One pharmaceutical company executive who serves as a liaison for compliance and government relations agreed. "The brief summary is not the best way to communicate this information," this executive said, who asked not to be identified. "Based on its own survey, the FDA knows that the number of people who read the brief summary is tiny. How the FDA changes this will be interesting to see. The most extreme thing would be to just eliminate the Patient Information, but I see them reducing it."
That would surely stoke the fires of consumer advocacy groups and politicians, some of whom, such as presidential candidate Sen. John Edwards (D-N.C.), have called for the elimination of DTC ads altogether.
`good first step'
"If it's just reducing the brief summary, it's a good first step but it's not enough," Rebecca Durkholder, director of health policy for the National Consumer's League, said of the new guidelines. "We want to see that ads, broadcast or print, are done so that consumers are better able to comprehend the information."

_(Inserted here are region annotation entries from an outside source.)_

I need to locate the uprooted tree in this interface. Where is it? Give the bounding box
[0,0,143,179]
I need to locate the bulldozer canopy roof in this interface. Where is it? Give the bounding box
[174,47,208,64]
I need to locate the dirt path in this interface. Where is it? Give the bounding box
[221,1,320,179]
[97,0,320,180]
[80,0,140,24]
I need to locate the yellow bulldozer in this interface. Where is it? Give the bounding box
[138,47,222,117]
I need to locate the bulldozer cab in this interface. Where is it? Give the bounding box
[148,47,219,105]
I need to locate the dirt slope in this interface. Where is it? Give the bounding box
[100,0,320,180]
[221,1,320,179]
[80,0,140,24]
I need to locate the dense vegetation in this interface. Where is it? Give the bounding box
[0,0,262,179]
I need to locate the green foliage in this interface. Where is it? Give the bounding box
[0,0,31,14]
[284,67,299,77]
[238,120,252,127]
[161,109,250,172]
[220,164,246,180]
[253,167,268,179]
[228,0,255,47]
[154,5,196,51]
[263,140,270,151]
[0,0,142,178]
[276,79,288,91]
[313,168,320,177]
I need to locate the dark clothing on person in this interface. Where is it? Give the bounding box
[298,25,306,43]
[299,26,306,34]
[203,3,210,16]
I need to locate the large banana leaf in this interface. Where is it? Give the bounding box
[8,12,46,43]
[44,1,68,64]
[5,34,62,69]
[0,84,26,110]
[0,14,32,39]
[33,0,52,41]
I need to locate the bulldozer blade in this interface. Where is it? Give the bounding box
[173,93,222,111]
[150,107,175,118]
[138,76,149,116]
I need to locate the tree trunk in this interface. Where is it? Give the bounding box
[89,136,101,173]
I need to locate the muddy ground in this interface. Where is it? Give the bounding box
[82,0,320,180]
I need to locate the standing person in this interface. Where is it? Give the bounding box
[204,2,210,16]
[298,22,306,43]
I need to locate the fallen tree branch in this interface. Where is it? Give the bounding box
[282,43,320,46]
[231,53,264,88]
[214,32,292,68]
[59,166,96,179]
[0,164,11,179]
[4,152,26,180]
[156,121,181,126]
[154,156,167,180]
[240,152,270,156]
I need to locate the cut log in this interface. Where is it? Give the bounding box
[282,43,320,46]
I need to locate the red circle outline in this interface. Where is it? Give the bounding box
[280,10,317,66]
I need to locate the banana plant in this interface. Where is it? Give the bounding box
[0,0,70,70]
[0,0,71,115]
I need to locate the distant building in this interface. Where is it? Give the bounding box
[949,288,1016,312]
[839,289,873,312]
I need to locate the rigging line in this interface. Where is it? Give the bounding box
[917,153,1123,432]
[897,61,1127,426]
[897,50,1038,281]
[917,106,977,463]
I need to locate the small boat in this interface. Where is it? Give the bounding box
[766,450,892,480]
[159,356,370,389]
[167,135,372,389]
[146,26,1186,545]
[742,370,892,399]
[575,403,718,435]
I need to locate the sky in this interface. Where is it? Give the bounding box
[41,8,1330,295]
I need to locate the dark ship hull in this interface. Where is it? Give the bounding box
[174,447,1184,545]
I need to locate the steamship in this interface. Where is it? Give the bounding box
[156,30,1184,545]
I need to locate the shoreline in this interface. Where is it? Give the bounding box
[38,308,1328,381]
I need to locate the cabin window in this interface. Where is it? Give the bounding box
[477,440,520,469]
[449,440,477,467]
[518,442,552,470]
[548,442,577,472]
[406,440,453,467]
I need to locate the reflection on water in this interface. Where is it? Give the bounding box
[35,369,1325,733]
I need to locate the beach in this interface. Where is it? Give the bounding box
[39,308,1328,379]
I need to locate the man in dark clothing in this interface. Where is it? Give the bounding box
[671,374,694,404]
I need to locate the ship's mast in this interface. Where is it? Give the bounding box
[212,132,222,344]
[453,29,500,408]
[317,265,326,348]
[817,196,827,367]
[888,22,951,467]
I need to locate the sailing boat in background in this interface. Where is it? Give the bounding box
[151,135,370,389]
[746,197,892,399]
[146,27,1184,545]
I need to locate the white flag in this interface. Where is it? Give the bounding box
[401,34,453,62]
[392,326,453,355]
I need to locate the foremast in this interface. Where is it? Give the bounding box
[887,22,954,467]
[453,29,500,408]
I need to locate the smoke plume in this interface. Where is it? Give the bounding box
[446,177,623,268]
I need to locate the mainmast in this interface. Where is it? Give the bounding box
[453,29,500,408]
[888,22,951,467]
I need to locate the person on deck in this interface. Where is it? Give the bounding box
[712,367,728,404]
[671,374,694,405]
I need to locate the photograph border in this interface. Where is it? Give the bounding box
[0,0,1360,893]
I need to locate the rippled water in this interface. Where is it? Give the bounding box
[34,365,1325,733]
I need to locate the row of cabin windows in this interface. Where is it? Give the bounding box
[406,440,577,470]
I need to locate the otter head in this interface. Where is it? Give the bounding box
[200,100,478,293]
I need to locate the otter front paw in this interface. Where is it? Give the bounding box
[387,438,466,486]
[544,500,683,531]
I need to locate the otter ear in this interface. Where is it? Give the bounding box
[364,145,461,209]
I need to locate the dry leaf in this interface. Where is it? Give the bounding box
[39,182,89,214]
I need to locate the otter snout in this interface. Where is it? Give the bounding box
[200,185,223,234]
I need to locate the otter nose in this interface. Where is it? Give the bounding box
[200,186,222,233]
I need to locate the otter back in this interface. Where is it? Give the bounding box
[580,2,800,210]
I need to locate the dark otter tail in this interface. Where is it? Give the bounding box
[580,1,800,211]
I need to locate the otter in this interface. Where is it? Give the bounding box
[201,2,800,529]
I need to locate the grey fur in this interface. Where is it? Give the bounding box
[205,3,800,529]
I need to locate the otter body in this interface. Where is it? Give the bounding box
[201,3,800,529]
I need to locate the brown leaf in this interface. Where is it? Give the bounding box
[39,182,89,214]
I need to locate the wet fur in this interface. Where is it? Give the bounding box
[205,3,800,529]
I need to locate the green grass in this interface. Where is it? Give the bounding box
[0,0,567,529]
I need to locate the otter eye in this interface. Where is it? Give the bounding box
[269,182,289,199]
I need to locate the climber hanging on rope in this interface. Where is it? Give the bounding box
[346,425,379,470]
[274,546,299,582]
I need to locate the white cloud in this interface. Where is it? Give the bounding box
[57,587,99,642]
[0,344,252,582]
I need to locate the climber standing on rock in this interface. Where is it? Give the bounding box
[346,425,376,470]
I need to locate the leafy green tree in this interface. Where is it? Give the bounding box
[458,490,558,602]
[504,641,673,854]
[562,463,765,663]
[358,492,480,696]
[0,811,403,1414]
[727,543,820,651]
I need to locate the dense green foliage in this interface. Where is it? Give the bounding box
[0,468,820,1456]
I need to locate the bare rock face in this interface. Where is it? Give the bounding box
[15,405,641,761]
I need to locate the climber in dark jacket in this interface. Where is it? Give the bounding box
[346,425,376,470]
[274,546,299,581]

"Any liberalization of these guidelines will create political havoc," said Doug Wood, executive partner with the advertising law firm Hall Dickler, New York, and general counsel for the Association of National Advertisers. "That's especially true if it's perceived by some that these new [print] guidelines are taking a step back."
As for TV, Mr. Pitts said the FDA plans to ask drug makers to create ads that talk about the condition or disease state, and encourage patients to see a doctor. The unbranded ads would not mention a specific product, although the respective pharmaceutical company could have its name or logo somewhere on the commercial.
"We want to encourage an increase in help-seeking advertising," Mr. Pitts said. "We want to work with the industry and marketing agencies to better understand how to do that."
Mr. Wood said that's something the FDA can't demand. "They can encourage it," he said, "but they can't mandate it."
Most pharmaceutical companies and ad agencies that specialize in healthcare contacted by Advertising Age seemed open to the idea.
But that doesn't mean those that comply will spend more. Two large pharma marketers said that should the guidelines come into play, they will likely convert some branded spots into unbranded ones. Nor will reducing the brief summary seriously hurt magazine publishers, since those pages are generally sold to pharma companies at a loss.
"If this is what the FDA announces, you're not looking at a lot of significant changes in DTC advertising," said one pharma company VP-marketing. "So to comply with a request for some unbranded advertising really gets you back to what DTC is all about. DTC should really be about public health. Over the years, the public health piece of the equation hasn't always been emphasized."